Inovação para a redução da pegada de carbono

Emissões de CO2 diminuíram durante a pandemia, mas isso não é suficiente para reduções profundas e sustentáveis, segundo especialistas

POR Adriana Fonseca | 18/06/2020 09h30

As orientações globais para que todos fiquem em casa diminuíram drasticamente os padrões de demanda de energia ao redor do mundo. O isolamento social reduziu os deslocamentos e o consumo e, com isso, as emissões globais de dióxido de carbono (CO2) diminuíram 17% no começo de abril na comparação com os níveis de 2019, segundo um artigo publicado na Nature Climate Change. Essa queda colocou o mundo no mesmo nível de emissão de CO2 de 2006.

No pico do isolamento, as emissões em alguns países chegaram a cair 26% e, antes da pandemia causada pelo novo coronavírus, as emissões de CO2 estavam subindo cerca de 1% ao ano na última década. 

Uso de energia e atividade da indústria

A maioria dos cortes de CO2 veio do setor industrial, da geração de energia e do segmento de transporte e logística. O setor da aviação foi particularmente afetado pela pandemia e a pegada de carbono do segmento diminuiu 60%. Ainda assim, os cientistas não estão exatamente otimistas com os dados.

“As respostas sociais por si só não gerariam as reduções profundas e sustentadas necessárias”, diz o artigo da publicação científica, observando que os benefícios que o ambiente está experimentando devido à crise da Covid-19 provavelmente são temporários. Os autores analisaram dados sobre uso de energia, atividade da indústria e respostas do governo à pandemia para fazer suas estimativas.

Segundo o estudo, o impacto anual das emissões vai depender da duração do confinamento, mas há uma estimativa de que caia algo entre 2% e 7% em 2020, se as atividades começarem a ser retomadas em junho – o que está acontecendo.

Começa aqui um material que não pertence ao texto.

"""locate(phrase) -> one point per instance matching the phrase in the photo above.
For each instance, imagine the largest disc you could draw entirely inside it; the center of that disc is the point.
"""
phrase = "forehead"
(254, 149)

Inovação para redução da pegada de carbono

Em paralelo a tudo isso, algumas empresas vêm inovando para diminuir suas pegadas de carbono. É o caso da alemã Adidas, que anunciou em maio uma parceria com a Allbirds, uma empresa de calçados ecológicos da Nova Zelândia, para procurar respostas de como pode ser possível reduzir a pegada de carbono dos tênis de corrida de alta performance.

“Juntos, exploraremos inovações que abrangem tudo, desde a fabricação e a cadeia de suprimentos até os métodos de transporte, com o objetivo de eliminar as emissões de carbono, criando um sapato que atenda aos mais altos padrões de desempenho – os nossos”, afirmaram em um comunicado James Carnes, vice-presidente de estratégia de marca da Adidas, e Tim Brown, cofundador e coCEO da Allbirds.   

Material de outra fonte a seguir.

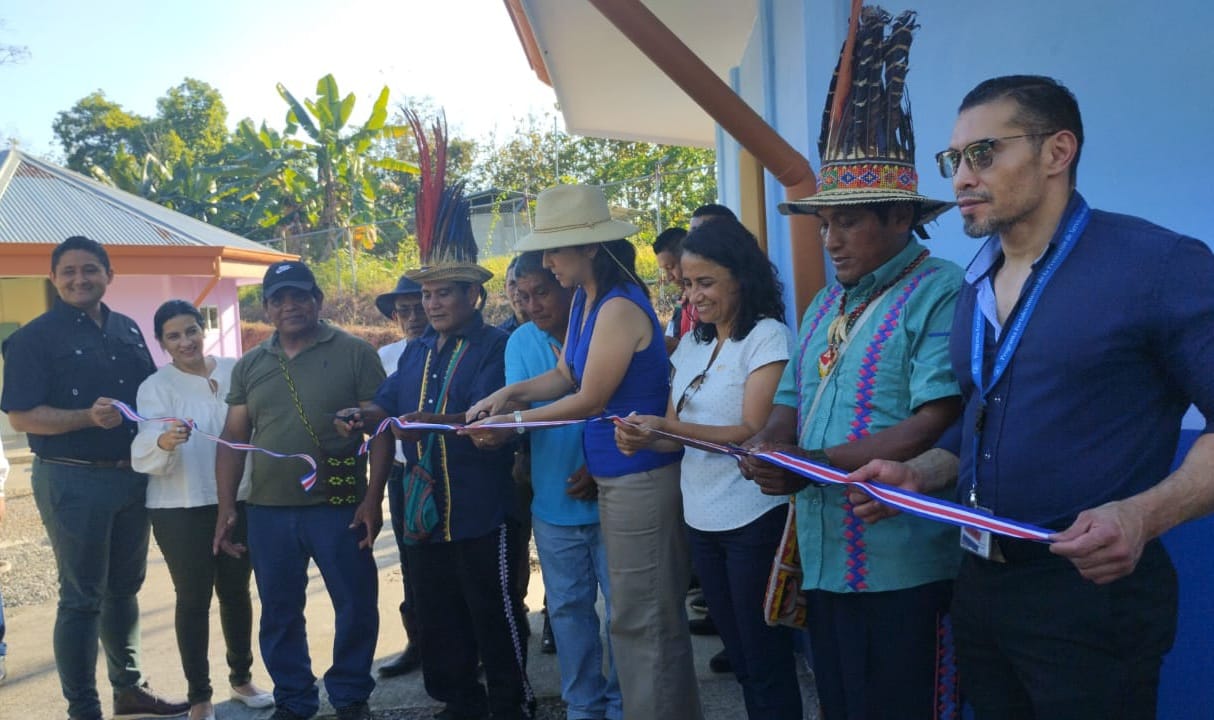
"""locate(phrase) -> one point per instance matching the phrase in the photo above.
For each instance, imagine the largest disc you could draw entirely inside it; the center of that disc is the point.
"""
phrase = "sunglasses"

A indústria de calçados emite 700 milhões de toneladas de dióxido de carbono por ano e isso equivale ao uso de energia de 80,8 milhões de residências. Transpondo isso para um nível individual, um único par de tênis feito de materiais sintéticos tem uma pegada de carbono que fica entre 11,3 e 16,7 quilos de CO2.  

E a Levi’s, do setor de vestuário, também tem iniciativas para reduzir sua pegada de carbono. A meta, ambiciosa, é cortar as emissões em 40% até 2025. O plano da empresa para alcançar o objetivo envolve o uso de energia renovável em todas as suas fábricas, incluindo os fornecedores. Quando o plano foi anunciado, em 2018, a produção de tecidos e a costura das roupas respondiam por 31% e 9% da emissão de CO2 da empresa, respectivamente.